Highlighted area shows Martinborough’s proposed expansion zone. At top left is the main town centre. IMAGE/GOOGLE MAPS
Views divided on Martinborough’s plans for housing expansion
A plan to potentially increase housing in Martinborough by almost a third is getting a mixed response in the community.
And even the council says it will be a fine balancing act to allow for growth, while maintaining Martinborough’s character.
But more housing is vital for the town – a strong message that is coming from developers, real estate agents, and the business association.
An investigation into opening up a large block of land for residential development on the town’s southern fringes, within the boundaries of Dublin, New York, Regent streets and Todds Rd, and is being carried out by South Wairarapa District Council.
The Wairarapa Combined District Plan would need to be amended to allow for the urban boundaries of Martinborough to be expanded, which the Martinborough Business Association supports.
Association chairman Peter Couchman said housing was a problem that needed “immediate” attention.
There were extremely limited options for the town to expand, so it was good the council was looking at solutions.
“We have to grow somewhere, and the issue is how do we do it,” he said.
“No one wants to see five-storey accommodation blocks built in the middle of Martinborough, so it has to go sideways somewhere.”
However, the proposal may not enjoy smooth sailing.
“The challenge of where they’re looking at now is there’s a whole bunch of lifestylers out there that possibly won’t even subdivide, so whether [council] are going to achieve the result they want or not we don’t know.

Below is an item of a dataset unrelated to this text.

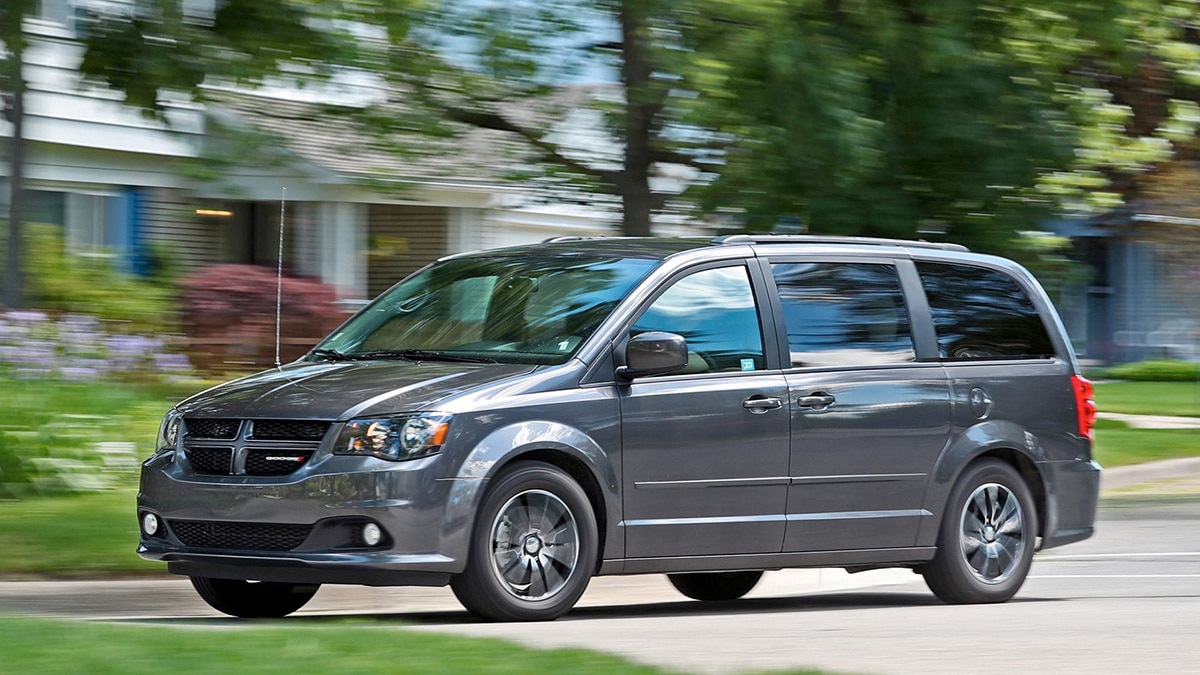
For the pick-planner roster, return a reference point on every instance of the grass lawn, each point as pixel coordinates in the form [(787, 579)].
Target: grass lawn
[(335, 646), (1149, 398), (1116, 444)]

“There’s a lot of long-standing family land in that area.”
Couchman said many residents had approached him saying they bought property in Martinborough because “they weren’t interested in living in suburbia”.

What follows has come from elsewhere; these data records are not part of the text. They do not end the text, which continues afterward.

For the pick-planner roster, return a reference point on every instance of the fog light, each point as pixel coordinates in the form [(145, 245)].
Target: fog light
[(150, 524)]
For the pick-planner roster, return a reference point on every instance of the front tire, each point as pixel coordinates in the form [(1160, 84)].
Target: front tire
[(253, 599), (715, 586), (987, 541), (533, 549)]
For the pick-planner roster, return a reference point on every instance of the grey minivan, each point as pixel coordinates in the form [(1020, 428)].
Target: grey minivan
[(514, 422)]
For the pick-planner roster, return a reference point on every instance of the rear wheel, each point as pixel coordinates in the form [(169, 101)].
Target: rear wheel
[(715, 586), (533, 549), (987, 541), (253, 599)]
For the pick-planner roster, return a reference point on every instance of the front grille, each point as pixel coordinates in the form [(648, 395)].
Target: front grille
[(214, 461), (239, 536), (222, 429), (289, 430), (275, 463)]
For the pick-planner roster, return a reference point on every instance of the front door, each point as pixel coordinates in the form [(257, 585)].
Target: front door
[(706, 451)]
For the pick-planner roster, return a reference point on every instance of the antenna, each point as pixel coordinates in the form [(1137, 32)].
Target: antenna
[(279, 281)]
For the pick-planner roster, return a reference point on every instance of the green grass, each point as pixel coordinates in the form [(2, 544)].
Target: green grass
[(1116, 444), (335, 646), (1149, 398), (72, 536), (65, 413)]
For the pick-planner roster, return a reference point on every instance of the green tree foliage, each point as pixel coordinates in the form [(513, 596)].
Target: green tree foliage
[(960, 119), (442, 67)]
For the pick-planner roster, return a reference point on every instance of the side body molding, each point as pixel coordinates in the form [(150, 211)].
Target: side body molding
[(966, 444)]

Jim Clark, who lives within the proposed area, said he was “definitely not tempted” to subdivide his 2ha section.
The reason he and his partner bought their Dublin St property in 1990 was because “it was out of town and gave us space”.
Clark was concerned about noise and rate rises, and how the town’s sewage pipes would cope.
He was also worried about the water shortage Martinborough faced every summer.
The proposed growth would “completely change the demographic” of the area, he said.
Council planning and environment group manager Russell O’Leary said it would be a fine balance providing for growth, while maintaining the town’s charm.
Consultation with the community would get under way soon, which would include public meetings.
The area identified for “low to medium density” residential development is about 36ha.
O’Leary said lot sizes had not been pre-determined, as council would be taking direction from public feedback.
“It’s not a matter of us imposing something on the community.
“We’ve got to hear what their various ideas or concerns are, and then factor that in before we do any next step thinking, or start mapping out potential layouts with connecting roads or whatever else.”
Whether landowners were willing to subdivide would determine how quickly the area was developed.
So far, a preliminary site investigation has been undertaken, revealing “no soil contamination” that exceeded national standards.
Council engineers anticipated “no problems” when it came to roading infrastructure, and water supply to the area could be catered for.
Stormwater provision would be the “most complicated” infrastructural issue, but could be addressed with “appropriate engineering solutions”.
Couchman said the association’s goal was to create more jobs in Martinborough, and the biggest challenge was finding workers a place to live.
He said many people working in the town were forced to commute more than 40km from Masterton.
The association believed pressure on housing could be relieved by encouraging property owners with empty houses to rent them rather than operating Airbnbs, potentially by introducing stricter conditions, as well as the council relaxing subdivision fees.